Here is the official White House transcript of what Trump said about "the wall":

And we don’t need a 2,000-mile wall.  We don’t need a wall where you have rivers and mountains and everything else protecting it.  But we do need a wall for a fairly good portion.  We also — as you know, it was passed in 2006 — a essentially similar thing, which — a fence, a very substantial fence was passed.  But, unfortunately, I don’t know, they never got it done.  But they need it.

The Homeland Security Secretary, subsequently, noted:

So we need the wall system, which is some physical infrastructure as the President described — personnel and technology — but we have to close those legal loopholes, because the effect is that is this incredible pull up from Central America that just continues to exacerbate the problem.  So border security has to be part of this or we will be here again in three, four, five years again — maybe, unfortunately, sooner.

And then the President responding to Rep.
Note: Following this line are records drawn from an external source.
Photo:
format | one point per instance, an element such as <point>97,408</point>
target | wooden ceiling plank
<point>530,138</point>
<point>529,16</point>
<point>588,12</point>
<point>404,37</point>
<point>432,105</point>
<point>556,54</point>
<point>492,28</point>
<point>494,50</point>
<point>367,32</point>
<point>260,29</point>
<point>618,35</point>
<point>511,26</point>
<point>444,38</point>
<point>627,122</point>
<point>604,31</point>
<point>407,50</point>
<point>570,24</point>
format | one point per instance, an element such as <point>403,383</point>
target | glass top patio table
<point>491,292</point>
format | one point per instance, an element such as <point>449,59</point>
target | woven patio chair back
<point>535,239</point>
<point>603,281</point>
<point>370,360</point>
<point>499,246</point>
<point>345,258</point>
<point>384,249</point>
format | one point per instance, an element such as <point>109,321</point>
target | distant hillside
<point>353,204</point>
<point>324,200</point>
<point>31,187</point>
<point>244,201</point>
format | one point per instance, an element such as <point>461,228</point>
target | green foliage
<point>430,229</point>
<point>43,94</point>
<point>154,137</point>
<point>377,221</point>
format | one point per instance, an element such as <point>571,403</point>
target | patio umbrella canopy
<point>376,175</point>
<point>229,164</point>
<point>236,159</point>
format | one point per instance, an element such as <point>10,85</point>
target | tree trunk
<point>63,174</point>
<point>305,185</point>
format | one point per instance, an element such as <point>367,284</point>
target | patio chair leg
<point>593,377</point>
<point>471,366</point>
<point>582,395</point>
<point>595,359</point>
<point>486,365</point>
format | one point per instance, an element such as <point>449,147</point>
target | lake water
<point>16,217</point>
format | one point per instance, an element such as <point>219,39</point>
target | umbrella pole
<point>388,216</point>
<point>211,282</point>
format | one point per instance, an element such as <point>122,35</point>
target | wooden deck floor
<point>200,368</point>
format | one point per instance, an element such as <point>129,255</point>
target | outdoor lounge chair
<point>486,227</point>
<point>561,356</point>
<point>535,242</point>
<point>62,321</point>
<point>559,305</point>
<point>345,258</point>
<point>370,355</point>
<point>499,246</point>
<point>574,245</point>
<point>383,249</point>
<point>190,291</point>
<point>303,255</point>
Cuellar (in case you aren't watching all these videos carefully):

Now, that doesn’t mean 2,000 miles of wall because you just don’t need that because of nature, because of mountains and rivers and lots of other things.  But we need a certain portion of that border to have the wall.  If we don’t have it, you can never have security.  You could never stop that portion of drugs that comes through that area.

I'm still wondering if "rivers" means the Rio Grande, because that's about the only river affected by the border and a border wall (there is the Colorado River Delta in California).  Or more likely, Trump just has no idea what kind of geography he's talking about.

Yeah, we’re doing a study on that right now.  But there are large areas where you don’t need a wall because you have a mountain and you have a river — you have a violent river — and you don’t need it.  Okay?

He can't mean the Rio Grande; that was navigated by steamboat in the 19th century.  Yeah, that's what it is; he just doesn't know what he's talking about.

And then the overnight reviews came in:


So I ask again:  who did he make himself clear to?  Harvey the invisible six-foot rabbit?

Can you imagine what Trump will do when he finally sits down with Robert Mueller?